Accusé par Jordan Bardella d'avoir appelé à voter pour LFI, le ministre Gabriel Attal a rétorqué qu'il n'avait jamais été complaisant envers ce parti. Dans les allées du Salon de l'agriculture, Attal a déclaré : "Je lutte contre La France Insoumise et je lutte contre le Rassemblement national", lors d'une rencontre avec les médias.
"Je les ai combattus, y compris pendant les législatives et la dissolution", a-t-il affirmé.
Les tensions palpitent au sein du paysage politique français autour de LFI, notamment après des événements récents liés à l'extrême droite. un mouvement que Gabriel Attal désigne comme un enjeu de préoccupation majeur.

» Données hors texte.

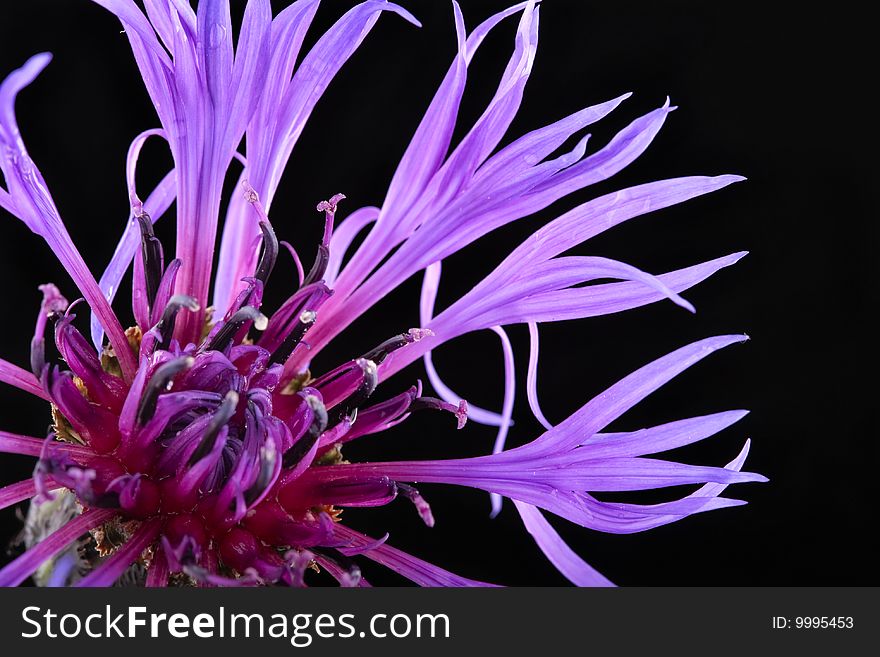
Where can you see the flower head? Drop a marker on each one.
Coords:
(199, 436)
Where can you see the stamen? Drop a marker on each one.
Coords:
(52, 307)
(329, 210)
(165, 325)
(380, 353)
(319, 424)
(368, 384)
(151, 250)
(305, 321)
(434, 404)
(268, 460)
(224, 337)
(421, 505)
(351, 575)
(270, 252)
(322, 259)
(221, 416)
(160, 382)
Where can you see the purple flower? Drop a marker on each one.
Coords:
(201, 435)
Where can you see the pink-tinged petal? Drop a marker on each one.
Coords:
(601, 411)
(491, 126)
(567, 562)
(492, 305)
(156, 205)
(660, 438)
(214, 25)
(593, 217)
(157, 575)
(22, 379)
(532, 377)
(136, 25)
(252, 55)
(507, 406)
(343, 236)
(19, 492)
(414, 569)
(338, 573)
(578, 303)
(430, 285)
(7, 202)
(18, 570)
(422, 160)
(12, 443)
(37, 210)
(554, 472)
(112, 568)
(531, 149)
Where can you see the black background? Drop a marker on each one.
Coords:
(780, 94)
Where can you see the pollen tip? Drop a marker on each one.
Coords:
(261, 322)
(461, 414)
(420, 334)
(330, 205)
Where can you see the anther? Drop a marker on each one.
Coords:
(305, 321)
(165, 325)
(380, 353)
(434, 404)
(160, 382)
(221, 416)
(319, 424)
(269, 254)
(151, 249)
(223, 338)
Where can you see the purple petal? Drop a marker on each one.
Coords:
(21, 378)
(415, 570)
(567, 562)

En effet, selon une déclaration qu'il a faite à France Inter, il a rejeté toute idée d'alliance avec LFI, tout en constatant que le Rassemblement national posait un danger imminent.
Un vote de "responsabilité" face à la montée du RN
Néanmoins, il a relevé que le mouvement de Jean-Luc Mélenchon ne semblait pas en position de revendiquer une majorité à l'Assemblée nationale, contrairement au RN. "Ce n'est pas une solution agréable pour beaucoup de Français, mais nous avons la responsabilité de faire barrage au Rassemblement national", a-t-il ajouté.
Les déclarations d'Attal ont été remises au goût du jour par Bardella dans un cadre politique tumultueux, soulignant les rumeurs de complicité entre LFI et l'extrême droite à la suite d'actes violents récents. Actuellement, deux collaborateurs de LFI, liés à un incident tragique ayant coûté la vie au militant d'extrême droite Quentin Deranque, font l'objet de poursuites judiciaires.
Gabriel Attal, quant à lui, se positionne comme un fervent critique, désignant son opposition comme une lutte nécessaire. "Il est essentiel d’être vigilant face à ces mouvements extrêmes, qu'ils viennent de la droite ou de la gauche", a-t-il conclut, appelant à une mobilisation citoyenne contre toute forme d'extrémisme.